Two yearcycles ago, demand for truly tiny bots created a new challenge - the all-important Asimov Circuits required to maintain bot loyalty were too large for the massively reduced scale of the new bot-brain designs. This unfortunate circumstance led to the Asimov Circuit Miniaturization project. The project took the form of a challenge from The Computer to a number of Tech Services and R&D service firms. Each firm was given 6 monthcycles to develop a plan and prototype for a newly designed set of Asimov Circuits, with the requirement of at least a 90% reduction in functional scale.

The terms of the challenge indicated that the first firm to successfully produce a functional prototype would be awarded a contract to mass produce the new circuits. The unsuccessful firms would be required to submit to The Computer all information and intellectual property related to the project, including intellectual property that would be reclaimed using the controversial new Cerebral Tissue Licensing and Recovery technology.

R&D Service Firm Syntelligent_Systems successfully completed the project, producing the first in a new series of miniaturized Asimov Circuits.
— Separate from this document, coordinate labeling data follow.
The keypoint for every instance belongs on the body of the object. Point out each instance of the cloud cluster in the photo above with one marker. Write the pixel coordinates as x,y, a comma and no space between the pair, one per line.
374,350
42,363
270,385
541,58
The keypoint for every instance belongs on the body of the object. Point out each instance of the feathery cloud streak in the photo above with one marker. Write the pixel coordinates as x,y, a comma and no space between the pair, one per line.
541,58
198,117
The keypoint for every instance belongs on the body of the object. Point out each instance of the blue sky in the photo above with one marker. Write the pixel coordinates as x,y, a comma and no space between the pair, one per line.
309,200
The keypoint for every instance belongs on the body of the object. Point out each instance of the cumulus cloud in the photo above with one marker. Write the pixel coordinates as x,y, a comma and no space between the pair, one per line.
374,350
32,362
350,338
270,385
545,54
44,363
Unfortunately, a number of defects were introduced into the design plans after they had been approved by The Computer. This tampering was attributed to the actions of a group of File Sharers who compromised the service firm's databanks, and who were terminated to a man, in one of Action_Squad_Alpha's exciting escapades. Sadly, several batches of defective Asimov Circuits made it through Syntelligent_Systems Quality Assurance labs (An oversight, which the original QA testers' clones insist cannot recur due to recently updated test plans). Of these batches of defective Asimov circuits, only Defective_Batch_ACA675T09-XXXX was actually installed in a series of super-miniaturized bot brains. These bot brains were allocated primarily to the Denta-Bots project and installed in a number of models of miniature bots, including Toothbots, Plaqueradictors, Robobraces, Microscrubots and the now infamous Flossbot_Mk_II. The serious nature and implications of the defects in the new miniaturized Asimov Circuits were unclear until the actions of the bots so equipped resulted in a series of incidents contributing to the events which are now known as the Toothpaste Disaster.

-- Mesh-U-GNA-1

refs: Action_Squad_Alpha; Defective_Batch_ACA675T09-XXXX; Denta-Bots; Flossbot_Mk_II.
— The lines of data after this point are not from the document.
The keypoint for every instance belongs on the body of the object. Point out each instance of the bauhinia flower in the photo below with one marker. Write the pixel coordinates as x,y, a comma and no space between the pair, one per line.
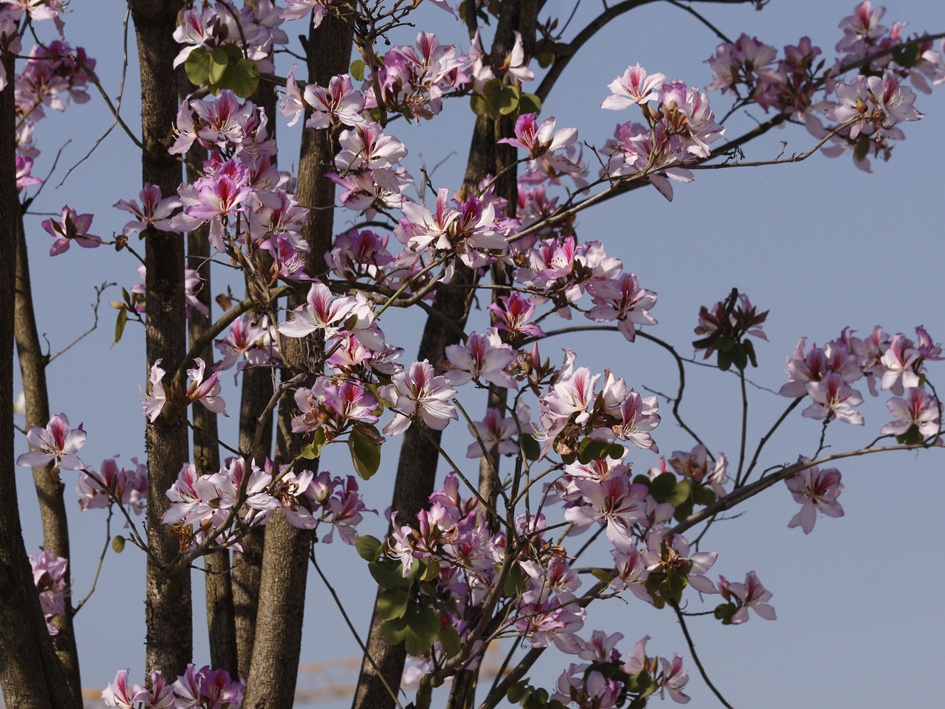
815,491
57,443
417,392
750,594
68,228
Yipes! I've been editored! Thank you mysterious grammerian!



Given the problems that arise from miniaturizing the bot brains in ToothBots, FlossBots, and the like, I wonder how R&D plans to make bot brains small enough to fit inside nanobots. (See Omega-U-MAN-5's Dentagrip entry.) I can't imagine that they'd try something as treasonous as building nanobots without Asimov circuits, but how else would it all fit?

-- Jan-U-ARY-31

A particular interest of mine, Jan-U, I'm glad you asked. A white paper was released by R&D just last week-cycle about it involving a technique called recursive engineering. From what I gather it involves first making a regular size bot that can build bots and bot-brains programmed to make one exactly like itself, but only half the size. Then they just repeat the process. Of course, if they'd consulted someone who'd actually worked with bots, they might have had the obvious flaws pointed out to them -- like how do you reprogram the little buggers once they hit microscopic size. It's a pain hitting all the tiny little keys even on our credit sized ones.
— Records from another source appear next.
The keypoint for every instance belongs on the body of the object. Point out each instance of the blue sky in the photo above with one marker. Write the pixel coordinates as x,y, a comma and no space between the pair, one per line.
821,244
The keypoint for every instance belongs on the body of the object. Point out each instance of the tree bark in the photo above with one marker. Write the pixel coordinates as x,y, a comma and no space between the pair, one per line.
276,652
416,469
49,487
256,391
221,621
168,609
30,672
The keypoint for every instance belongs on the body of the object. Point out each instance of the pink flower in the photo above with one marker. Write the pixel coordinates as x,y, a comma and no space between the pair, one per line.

No, I'm afraid the little things will just keep going making smaller and smaller versions of themselves until they reach a singularity point. Once that happens, we're probably all in the vats.

-- Watt

I would guess that 'nanobots' are not truly bots in the literal sense... that is to say, they are not equipped with itty-bitty self aware bot brains, and therefore do not require Asimov Circuits. This is of course, just a guess, as I've never done any research on nanobots. At all. Ever. None.